Tuesday, July 6, 2010

The Dregs of Evolution

Humans are the only primate species that has a very long post-reproductive lifespan. In most primates, as in most animals and plants, an organism that has finished reproducing has nothing more to contribute to its offspring. But the extended human lifespan seems to be an evolutionary anomaly, and seems to require an evolutionary explanation.

Enter the Grandmother Hypothesis. Grandmothers, though long past their reproductive age, could help to take care of grandchildren while the mothers and fathers searched and hunted for food. Furthermore, grandmothers were what science writer Natalie Angier called “Alexandrian libraries of preliterate cultures.” The brains of old people were filled with cultural lore that could be passed on to the next generation. Humans are weak but smart, and our adaptation to hostile environments (which is, in some way, nearly all of them) is principally cultural. According to the hypothesis, natural selection has favored old age in humans as a way of passing on a lifetime of memorized culture.

But there is a problem with this, according to evolutionary gerontologist (yes! there is such a thing!) Bruce Carnes.

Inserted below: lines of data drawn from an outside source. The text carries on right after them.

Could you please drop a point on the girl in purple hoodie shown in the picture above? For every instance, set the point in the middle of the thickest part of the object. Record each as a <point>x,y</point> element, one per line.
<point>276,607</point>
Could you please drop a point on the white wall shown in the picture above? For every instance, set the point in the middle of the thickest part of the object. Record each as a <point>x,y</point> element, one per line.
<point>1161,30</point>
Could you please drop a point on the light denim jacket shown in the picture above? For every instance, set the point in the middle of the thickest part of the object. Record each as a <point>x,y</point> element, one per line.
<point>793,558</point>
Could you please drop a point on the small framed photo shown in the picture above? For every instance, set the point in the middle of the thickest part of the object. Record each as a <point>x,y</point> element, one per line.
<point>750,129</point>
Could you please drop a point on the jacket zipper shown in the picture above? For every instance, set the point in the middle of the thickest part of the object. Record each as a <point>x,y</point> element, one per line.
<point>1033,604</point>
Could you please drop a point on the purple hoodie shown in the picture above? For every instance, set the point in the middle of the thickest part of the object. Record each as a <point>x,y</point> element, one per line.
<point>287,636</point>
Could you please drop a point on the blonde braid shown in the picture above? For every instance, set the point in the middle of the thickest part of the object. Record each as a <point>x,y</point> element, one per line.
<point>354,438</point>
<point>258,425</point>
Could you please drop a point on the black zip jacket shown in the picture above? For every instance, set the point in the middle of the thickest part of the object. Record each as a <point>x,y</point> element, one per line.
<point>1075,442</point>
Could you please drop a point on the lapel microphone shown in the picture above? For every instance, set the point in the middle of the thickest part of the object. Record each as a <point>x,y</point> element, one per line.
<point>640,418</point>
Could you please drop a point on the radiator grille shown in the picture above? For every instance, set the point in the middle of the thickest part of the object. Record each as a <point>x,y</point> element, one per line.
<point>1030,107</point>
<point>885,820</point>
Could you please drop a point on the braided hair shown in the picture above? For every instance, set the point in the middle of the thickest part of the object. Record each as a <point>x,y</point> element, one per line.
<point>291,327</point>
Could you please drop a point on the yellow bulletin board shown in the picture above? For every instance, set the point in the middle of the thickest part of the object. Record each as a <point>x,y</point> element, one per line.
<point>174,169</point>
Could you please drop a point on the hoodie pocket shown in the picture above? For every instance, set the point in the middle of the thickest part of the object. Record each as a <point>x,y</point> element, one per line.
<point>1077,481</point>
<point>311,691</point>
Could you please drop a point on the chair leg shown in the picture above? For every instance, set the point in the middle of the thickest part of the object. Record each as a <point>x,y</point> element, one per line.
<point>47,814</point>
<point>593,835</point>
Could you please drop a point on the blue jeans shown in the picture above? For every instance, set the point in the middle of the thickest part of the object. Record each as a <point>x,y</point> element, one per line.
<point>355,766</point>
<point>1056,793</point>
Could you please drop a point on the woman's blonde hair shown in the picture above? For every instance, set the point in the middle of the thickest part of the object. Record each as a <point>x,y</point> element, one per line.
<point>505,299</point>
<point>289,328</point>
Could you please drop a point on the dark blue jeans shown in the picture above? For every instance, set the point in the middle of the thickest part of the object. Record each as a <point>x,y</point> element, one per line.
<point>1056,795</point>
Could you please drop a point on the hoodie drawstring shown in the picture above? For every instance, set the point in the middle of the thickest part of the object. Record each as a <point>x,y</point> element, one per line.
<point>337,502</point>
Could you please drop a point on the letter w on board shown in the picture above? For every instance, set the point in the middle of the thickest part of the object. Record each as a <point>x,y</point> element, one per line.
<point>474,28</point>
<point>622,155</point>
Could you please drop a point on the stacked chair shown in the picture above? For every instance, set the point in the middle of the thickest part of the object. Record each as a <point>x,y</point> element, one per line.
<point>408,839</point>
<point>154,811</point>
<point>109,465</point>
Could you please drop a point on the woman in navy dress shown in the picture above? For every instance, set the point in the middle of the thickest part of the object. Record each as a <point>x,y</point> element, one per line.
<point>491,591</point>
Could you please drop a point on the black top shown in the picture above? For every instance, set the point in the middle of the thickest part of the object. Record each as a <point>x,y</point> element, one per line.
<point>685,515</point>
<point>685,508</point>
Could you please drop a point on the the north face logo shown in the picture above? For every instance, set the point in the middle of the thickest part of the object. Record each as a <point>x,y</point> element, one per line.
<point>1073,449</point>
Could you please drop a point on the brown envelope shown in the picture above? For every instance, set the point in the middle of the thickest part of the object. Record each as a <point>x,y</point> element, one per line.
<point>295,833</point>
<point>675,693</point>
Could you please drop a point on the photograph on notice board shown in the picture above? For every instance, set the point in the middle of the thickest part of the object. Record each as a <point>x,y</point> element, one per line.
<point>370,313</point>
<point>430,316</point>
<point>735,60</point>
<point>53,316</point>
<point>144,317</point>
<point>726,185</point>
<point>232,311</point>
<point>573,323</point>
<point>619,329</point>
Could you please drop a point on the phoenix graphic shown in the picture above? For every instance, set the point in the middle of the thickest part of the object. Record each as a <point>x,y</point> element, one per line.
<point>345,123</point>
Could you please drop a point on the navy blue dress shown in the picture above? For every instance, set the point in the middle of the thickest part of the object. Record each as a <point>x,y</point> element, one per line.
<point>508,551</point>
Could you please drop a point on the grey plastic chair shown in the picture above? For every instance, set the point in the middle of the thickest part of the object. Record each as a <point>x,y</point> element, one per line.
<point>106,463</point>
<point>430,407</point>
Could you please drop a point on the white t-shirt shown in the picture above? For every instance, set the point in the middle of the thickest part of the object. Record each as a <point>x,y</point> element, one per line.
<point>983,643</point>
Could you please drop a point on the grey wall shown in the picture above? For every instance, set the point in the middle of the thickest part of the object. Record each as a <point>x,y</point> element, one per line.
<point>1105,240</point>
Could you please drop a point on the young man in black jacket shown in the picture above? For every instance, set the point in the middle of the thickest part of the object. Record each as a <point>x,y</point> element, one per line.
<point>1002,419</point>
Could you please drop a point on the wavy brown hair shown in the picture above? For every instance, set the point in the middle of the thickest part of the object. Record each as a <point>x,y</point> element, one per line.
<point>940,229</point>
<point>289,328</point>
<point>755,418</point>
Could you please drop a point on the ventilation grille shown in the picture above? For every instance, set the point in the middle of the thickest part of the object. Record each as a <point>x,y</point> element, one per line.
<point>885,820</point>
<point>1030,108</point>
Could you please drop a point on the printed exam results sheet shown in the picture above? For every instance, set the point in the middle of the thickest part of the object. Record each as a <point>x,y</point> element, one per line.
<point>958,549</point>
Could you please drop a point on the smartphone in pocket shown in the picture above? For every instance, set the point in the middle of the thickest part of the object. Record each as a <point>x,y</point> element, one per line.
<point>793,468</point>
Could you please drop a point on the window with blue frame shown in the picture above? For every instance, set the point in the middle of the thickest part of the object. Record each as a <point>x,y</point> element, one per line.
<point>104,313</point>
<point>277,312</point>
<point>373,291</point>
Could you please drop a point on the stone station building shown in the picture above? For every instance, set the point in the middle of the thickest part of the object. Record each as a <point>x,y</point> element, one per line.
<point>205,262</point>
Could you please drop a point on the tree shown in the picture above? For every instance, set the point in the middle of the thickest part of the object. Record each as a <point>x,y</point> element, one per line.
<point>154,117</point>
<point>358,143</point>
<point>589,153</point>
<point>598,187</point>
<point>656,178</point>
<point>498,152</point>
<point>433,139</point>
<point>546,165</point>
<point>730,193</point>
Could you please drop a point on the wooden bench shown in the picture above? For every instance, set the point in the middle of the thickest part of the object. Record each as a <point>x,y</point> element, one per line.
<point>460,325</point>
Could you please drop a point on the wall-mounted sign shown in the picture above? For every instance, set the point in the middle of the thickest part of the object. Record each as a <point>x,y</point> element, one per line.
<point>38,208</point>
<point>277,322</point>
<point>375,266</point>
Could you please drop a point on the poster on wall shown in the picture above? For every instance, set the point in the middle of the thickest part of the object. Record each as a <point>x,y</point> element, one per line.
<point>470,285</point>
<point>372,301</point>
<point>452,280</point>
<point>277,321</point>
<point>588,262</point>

In primitive cultures, grandparents were only about 35 years old, and most people did not live past 40. The Grandmother Hypothesis is correct, but it does not explain the characteristics of humans past the age of 40.

The unfortunate conclusion, then, is that most of the characteristics of middle- and old-aged humans (which includes me) come from the breakdown of human physiology. Our bodies could live longer, if we lived more mildly, but natural selection has favored humans that lived hard and died young, though not as young as squirrels and birds. The mild mannered Paleolithic man might live a little longer but would probably leave fewer offspring. Natural selection has seldom had a chance to act, positively or negatively, upon 53-year-old men like me. We are just lucky that our physiological processes do not simply collapse at age 40. I, for one, am thankful for each day of life in which my body does not simply stop working.